I told him, or I tried to. I was learning how to say it better. He listened. His face, if possible, seemed to turn even yellower. “Really?” he finally said.
“Really.”
“Really?”
I glared. Mikhail Andreyevich squinted. “You sound like you’re looking for a therapist.”
I flinched. “No.”
“A priest, then.”
“Even worse.”
“He has symbolic value to you.”
“He has, uh, literal value to me, too.”
“You think he’s going to be able to tell you somet
hing you don’t already know?”
“Anybody could tell me something I don’t already know.”
“The right something, though?”
I was exhausted. I felt a dull cinder of pain behind my eye. “I don’t know. I don’t know. Maybe not.” I coughed feebly into my shoulder for effect.
Mikhail Andreyevich chewed some more on his lip, which looked abused, macerated. This was unbecoming. “What do you know about him?”
“He’s—Well, he’s the chess champion.”
“Yes. Very good.”
“And he’s running for president.” I felt like a child.
“But you know his campaign is a stunt, right?
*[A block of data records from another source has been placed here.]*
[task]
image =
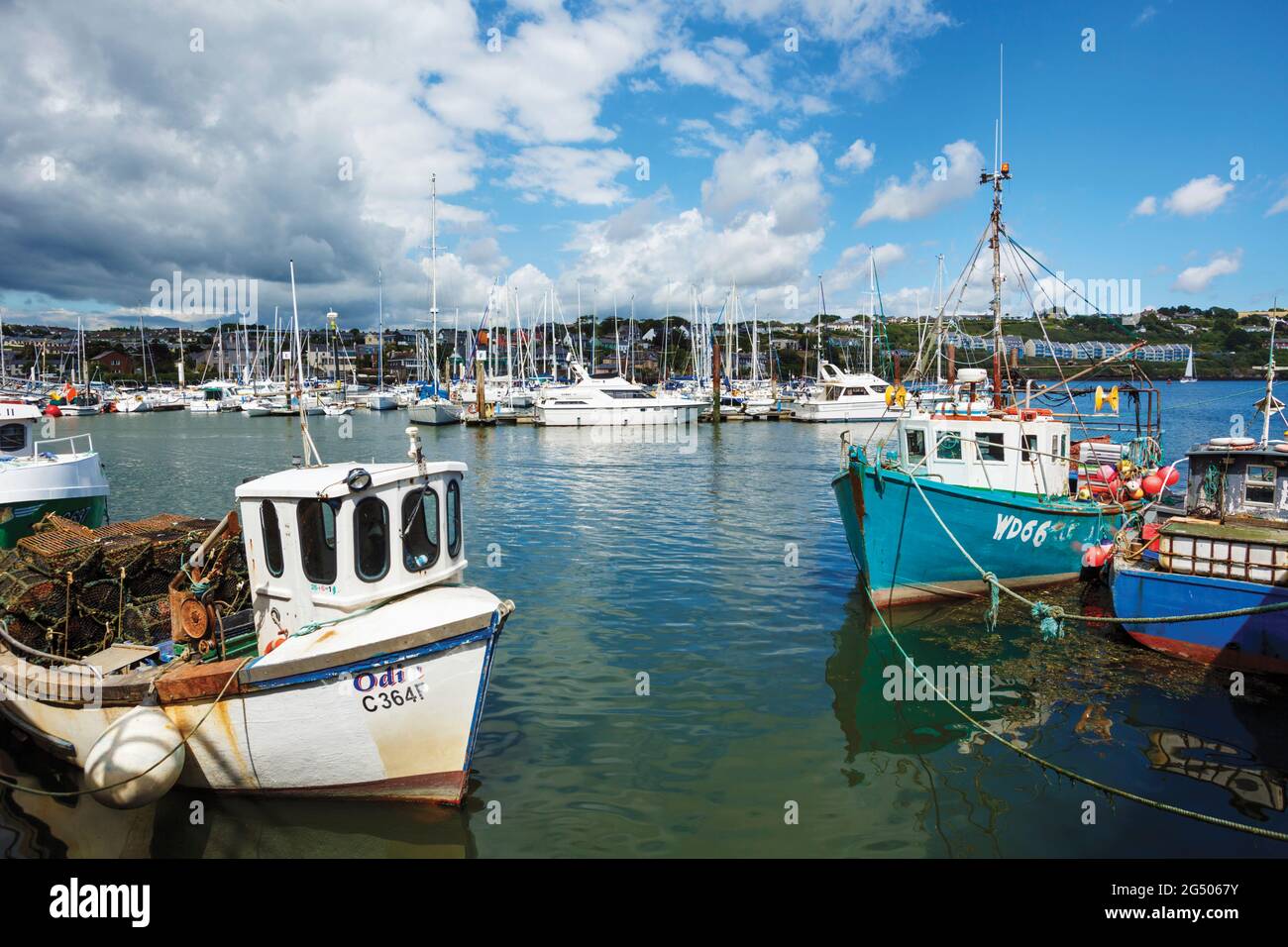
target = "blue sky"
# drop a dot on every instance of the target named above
(537, 145)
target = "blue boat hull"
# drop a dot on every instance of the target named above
(905, 554)
(1253, 642)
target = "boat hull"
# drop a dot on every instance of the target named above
(395, 727)
(436, 412)
(1252, 642)
(17, 519)
(905, 554)
(587, 415)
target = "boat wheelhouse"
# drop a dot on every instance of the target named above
(370, 656)
(846, 397)
(59, 475)
(215, 397)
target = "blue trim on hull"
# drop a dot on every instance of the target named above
(377, 661)
(1243, 638)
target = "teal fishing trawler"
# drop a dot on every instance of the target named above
(970, 495)
(975, 488)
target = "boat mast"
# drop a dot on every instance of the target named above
(1270, 405)
(433, 273)
(1001, 171)
(380, 309)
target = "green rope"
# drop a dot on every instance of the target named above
(1050, 618)
(1057, 768)
(993, 603)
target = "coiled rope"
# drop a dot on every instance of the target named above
(1068, 774)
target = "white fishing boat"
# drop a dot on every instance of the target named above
(846, 397)
(593, 401)
(370, 671)
(35, 479)
(1188, 377)
(381, 399)
(372, 656)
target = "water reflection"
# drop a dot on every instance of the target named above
(188, 825)
(1091, 701)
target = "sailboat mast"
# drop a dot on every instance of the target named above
(380, 316)
(433, 272)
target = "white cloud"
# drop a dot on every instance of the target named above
(859, 157)
(851, 268)
(928, 188)
(1199, 196)
(574, 174)
(1197, 278)
(1147, 206)
(546, 81)
(767, 170)
(725, 64)
(759, 226)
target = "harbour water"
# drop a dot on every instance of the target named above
(692, 664)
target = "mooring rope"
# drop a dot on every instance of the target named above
(1056, 768)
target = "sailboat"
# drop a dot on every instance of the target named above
(365, 672)
(437, 407)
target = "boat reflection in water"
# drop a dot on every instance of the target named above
(1091, 702)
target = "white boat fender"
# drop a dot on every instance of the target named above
(137, 761)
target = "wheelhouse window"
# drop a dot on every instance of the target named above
(13, 437)
(316, 519)
(420, 530)
(454, 518)
(914, 446)
(372, 539)
(990, 445)
(1258, 486)
(271, 532)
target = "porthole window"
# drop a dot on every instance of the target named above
(420, 530)
(372, 539)
(949, 446)
(454, 518)
(13, 437)
(271, 534)
(316, 519)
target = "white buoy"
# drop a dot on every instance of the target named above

You know he knows he will not win.”
This man, it was becoming obvious, was disgruntled—and so the strange, sharp-edged defensiveness that was emerging in me was, I told myself, obviously unwarranted. Bezetov’s moral credentials were impeccable. I tried to sound light, unguarded, as though I were arguing a point of politics or philosophy, nothing personal, nothing brutal. How much I’d loved to argue about those things once.
“Sure, he knows he won’t win,” I said, “but that’s what’s impressive about it. That’s what’s brave about it. That’s the point.”
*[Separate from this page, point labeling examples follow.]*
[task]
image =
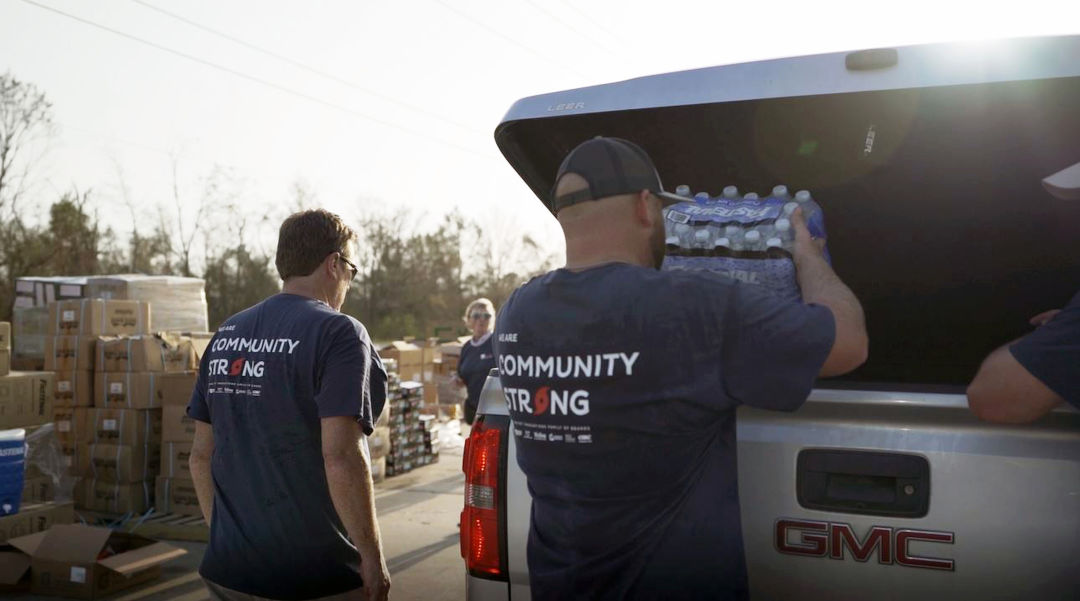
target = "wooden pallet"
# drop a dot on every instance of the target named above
(167, 526)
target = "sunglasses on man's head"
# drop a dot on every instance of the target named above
(352, 267)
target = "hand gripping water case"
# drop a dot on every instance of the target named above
(742, 237)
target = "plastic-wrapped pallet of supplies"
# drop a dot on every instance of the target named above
(45, 458)
(177, 304)
(12, 469)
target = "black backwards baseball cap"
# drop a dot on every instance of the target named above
(611, 167)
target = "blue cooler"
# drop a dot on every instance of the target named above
(12, 469)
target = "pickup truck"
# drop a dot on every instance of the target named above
(949, 178)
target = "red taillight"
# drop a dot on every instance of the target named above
(480, 520)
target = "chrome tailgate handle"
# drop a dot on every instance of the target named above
(866, 482)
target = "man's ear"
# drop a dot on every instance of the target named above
(642, 209)
(327, 265)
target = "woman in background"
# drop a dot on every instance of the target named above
(477, 355)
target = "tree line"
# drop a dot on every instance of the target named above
(410, 283)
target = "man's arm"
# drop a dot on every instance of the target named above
(1004, 391)
(349, 477)
(202, 452)
(821, 285)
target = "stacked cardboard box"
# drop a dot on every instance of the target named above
(30, 316)
(408, 358)
(4, 348)
(174, 489)
(179, 304)
(112, 451)
(26, 399)
(410, 438)
(83, 562)
(451, 396)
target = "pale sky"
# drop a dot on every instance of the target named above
(410, 92)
“Is it? I don’t know about that.”
“What is the point, then?”
“The question isn’t whether you like your revolutions fast or slow—it’s whether you like them temporary or permanent. Bezetov absorbs the attention, the money, the support from more pragmatic people—people who might have an actual shot at election and who could reform moderately from within. Bezetov gets the limelight because of his fucking chess career, and everyone thinks, Oh, how spectacular! How dazzling! Chess strategy at the state level, and all that makes for a compelling narrative. I will never understand that man’s public relations situation. It’s extraordinary. No matter what he does, he gives the entire Western world a boner. But what’s the best thing for Russia, really? Is it losing their chances again on some aging chess star’s vanity project? Or is it electing some serious people who will pull and tug and compromise their way to a more humane life? What’s the brave thing, really?”